The Fourth Amendment supposedly restricts searches to cases where
authorities have "probable cause" to suspect a specific crime; the courts
have long required police to obtain court warrants to detain drivers for
longer than it takes to write up a citation for a minor traffic offense.
The problem is that in recent years, the nation's highest court has
allowed the camel's nose under the tent, authorizing "sobriety checkpoints"
aimed at randomly detecting inebriated motorists, as well as "border
roadblocks" (some now operating hundreds of miles from the border) to track
down illegal immigrants.
The 7th U.S. Circuit Court of Appeals ruled the checkpoints used by
Indianapolis are different. If Indianapolis authorities had reason to
believe a terrorist were driving toward the city in a car packed with
dynamite, they could block all roads and stop thousands of drivers "without
suspecting any one of them of criminal activity," the appeals court said.
"But no such urgency has been shown here."
Well ... OK. But in the end, such hair-splitting only leaves police and
drivers both uncertain of what's proper.
Even in the Indianapolis case, the appeals court said the trial judge
might find another reason to uphold the checkpoint program, musing, "The
high hit rate of Indianapolis' roadblock scheme suggests ... areas of the
city in which drug use approaches epidemic proportions. If so, the
roadblocks may be justified."
Really? Even if every charge led to a conviction, would anyone be shocked
to learn that 5 percent of drivers in an urban area are using illegal drugs
of one kind or another? And does that really justify suspending the rights
of the other 95 percent?
In a participatory democracy, where defendants are guaranteed a trial by
a randomly-selected jury of their peers -- a system purposely designed to
render convictions impossible under any law opposed by as little as 10
percent of the people -- the court could just as well have suggested that
this "hit rate" demonstrates that winning drug-charge convictions before
random juries in such jurisdictions may be prima facie impossible, and that
this whole attempt at a new Prohibition would thus be better off abandoned.
At any rate, the continuing parade of such cases, in which citizens'
rights depend on an interpretation by local police of whether the offense
in question could represent an "immediate" or "urgent" danger to the
driving public, demonstrates what a Pandora's box the court opened with its
1989 "drunk-driving roadblock" decision.
As is so often the case, this "little exception" to the Fourth Amendment
has already been stretched wide enough to drive a Peterbilt through.

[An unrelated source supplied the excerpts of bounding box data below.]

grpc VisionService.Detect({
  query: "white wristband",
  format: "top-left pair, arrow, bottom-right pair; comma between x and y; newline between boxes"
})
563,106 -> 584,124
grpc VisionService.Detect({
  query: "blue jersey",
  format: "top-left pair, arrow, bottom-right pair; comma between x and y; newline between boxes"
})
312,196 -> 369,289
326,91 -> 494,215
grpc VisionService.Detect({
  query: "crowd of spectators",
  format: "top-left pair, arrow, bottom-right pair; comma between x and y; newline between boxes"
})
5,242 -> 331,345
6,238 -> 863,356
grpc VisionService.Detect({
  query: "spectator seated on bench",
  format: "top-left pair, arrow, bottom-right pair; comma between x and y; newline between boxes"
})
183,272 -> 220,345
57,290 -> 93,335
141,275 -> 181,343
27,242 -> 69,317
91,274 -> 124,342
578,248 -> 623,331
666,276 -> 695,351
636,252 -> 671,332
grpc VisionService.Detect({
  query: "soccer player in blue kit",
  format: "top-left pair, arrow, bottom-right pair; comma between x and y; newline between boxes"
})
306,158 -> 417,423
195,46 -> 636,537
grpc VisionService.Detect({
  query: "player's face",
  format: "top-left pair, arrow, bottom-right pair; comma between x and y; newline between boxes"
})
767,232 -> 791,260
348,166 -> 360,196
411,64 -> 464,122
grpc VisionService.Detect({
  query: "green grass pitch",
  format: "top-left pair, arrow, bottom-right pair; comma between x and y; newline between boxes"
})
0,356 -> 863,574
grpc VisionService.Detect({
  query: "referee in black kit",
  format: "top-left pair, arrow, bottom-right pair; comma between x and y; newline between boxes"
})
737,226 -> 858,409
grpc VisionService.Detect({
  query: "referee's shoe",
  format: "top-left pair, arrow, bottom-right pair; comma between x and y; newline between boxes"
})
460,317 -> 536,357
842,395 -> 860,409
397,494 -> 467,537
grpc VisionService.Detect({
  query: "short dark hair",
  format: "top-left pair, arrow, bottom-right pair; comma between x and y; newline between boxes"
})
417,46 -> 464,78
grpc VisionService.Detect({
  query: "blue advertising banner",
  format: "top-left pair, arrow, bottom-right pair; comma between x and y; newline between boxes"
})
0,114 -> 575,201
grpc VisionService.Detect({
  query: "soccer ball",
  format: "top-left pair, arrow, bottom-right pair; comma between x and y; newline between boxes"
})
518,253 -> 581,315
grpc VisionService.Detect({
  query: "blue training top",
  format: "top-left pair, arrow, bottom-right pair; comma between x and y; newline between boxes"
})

Instead of splitting hairs, the Supreme Court should now revisit that 1989
decision, close the loophole, and return Americans to the way things are
supposed to work in a free country: unless police have probable cause to
suspect us of some specific crime, we remain "secure in our person, houses,
papers, and effects, against unreasonable searches and seizures" -- even in
our cars.
The case is Indianapolis vs. Edmond, 99-1030.